Reliable Robotics uses Cessna Caravan to prove its autonomy works with ATC | News

US technology developer Reliable Robotics has completed flight tests intended to demonstrate that its autonomous systems can allow pilotless aircraft to operate safely in air-traffic-control-managed airspace.

The start-up on 21 August said it performed the tests, which included three flights of its Cessna 208 Caravan, in Northern California in recent weeks. The work demonstrated that aircraft equipped with Reliable’s technology can be operated safely in busy areas of US airspace, it says.

“The test construct demonstrated Reliable’s ability to execute vectoring, airspeed diverts and fly under various simulated weather conditions in simulated Class B airspace,” says Mountain View, California-based Reliable. Class B airspace is managed by FAA controllers and is typically near busy airports, says the FAA.

Reliable is working to certificate and commercialise autonomous flight systems that can control aircraft throughout flights, including during take-off and landing, and while taxiing.
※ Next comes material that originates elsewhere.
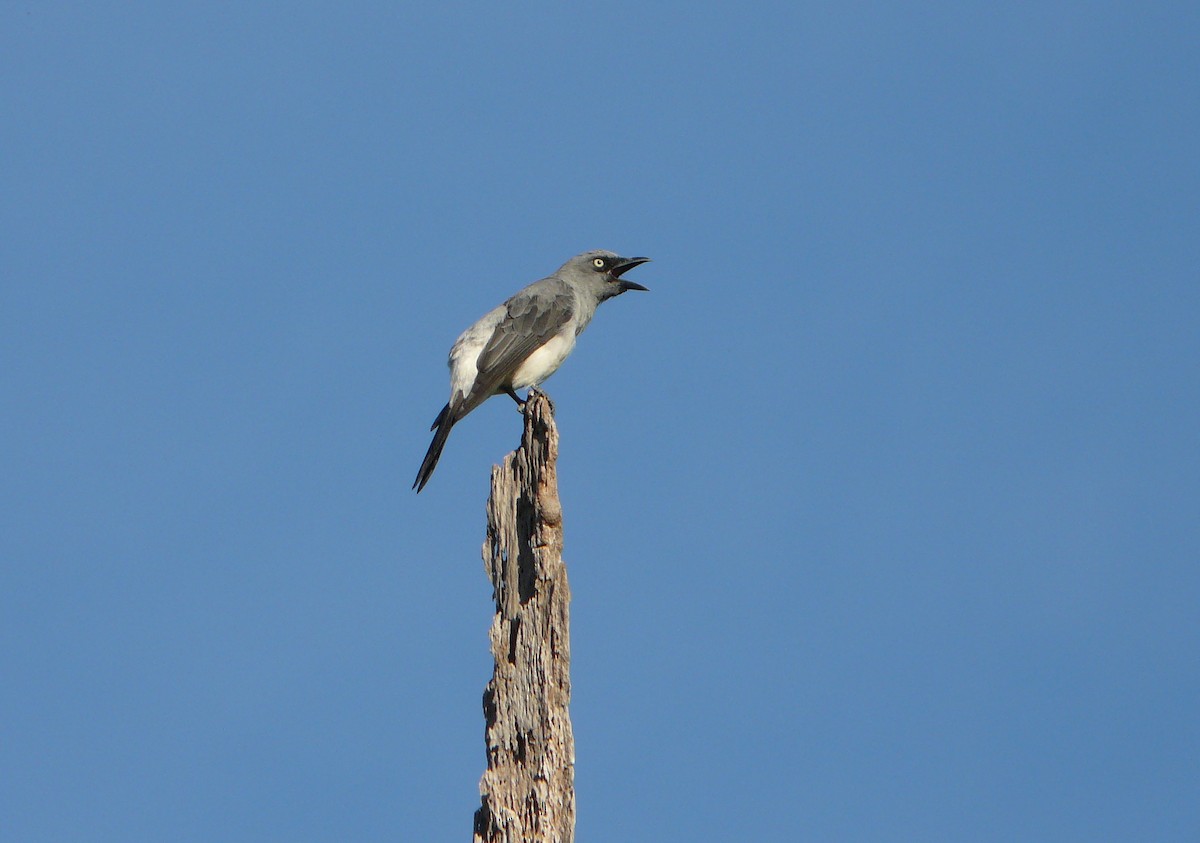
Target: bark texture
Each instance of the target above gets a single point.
(528, 790)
It has initially aimed to certificate a modified Caravan. Aircraft equipped with its systems can be overseen from the ground by human operators who can communicate with air traffic controllers, Reliable has previously said.

The most-recent evaluations involved “a series of simulations and flight tests demonstrating successful integration of remotely piloted aircraft systems into congested airspace”, Reliable says.

As part of the effort, the company completed three test flights using the Pratt & Whitney Canada PT6A-powered Caravan, including those on 25 July and 15 August, says Reliable’s vice-president of government partnerships Davis Hackenberg. “Reliable was able to minimise the number of live flight days through extensive use of our simulation and hardware-in-the-loop lab capabilities.”

Reliable’s test aircraft is a 208B Super Cargomaster variant of the single-turboprop, and the aircraft is owned by FedEx, according to Cirium data.

The flight tests occurred during visual flight rules, and a human pilot was aboard the Caravan, handling “communications with local air traffic”. Also, a “ground operator” based in Mountain View communicated with FAA air traffic controllers from the agency’s NextGen Integration and Evaluation Capability office. That FAA division studies new air traffic management technologies.

Additionally, Reliable says the tests involved “verbal and digital communication” with controllers and OneSky, a US company developing air traffic management products for pilotless aircraft

“The collaboration showcases seamless integration of Reliable’s automation system with third-party service providers and sets the stage for enhanced aviation safety and a future where un-crewed aircraft coexist alongside traditional aircraft,” Reliable says. “Our Mountain View control centre received real-time digital and voice information from the aircraft, issued commands to the aircraft and submitted flight-test plans to OneSky.”

The FAA funded the tests through a programme with Embry-Riddle Aeronautical University, and the evaluations were part of the agency’s Urban Air Mobility Airspace Management Demonstration programme, says Reliable. Through that FAA programme, the agency is studying how pilotless aircraft can operate in controlled airspace, FAA documents show.

Started in 2017, Reliable also owns New Mexico-based Reliable Airlines, which operates six 208B Caravans, Cirium fleets data shows.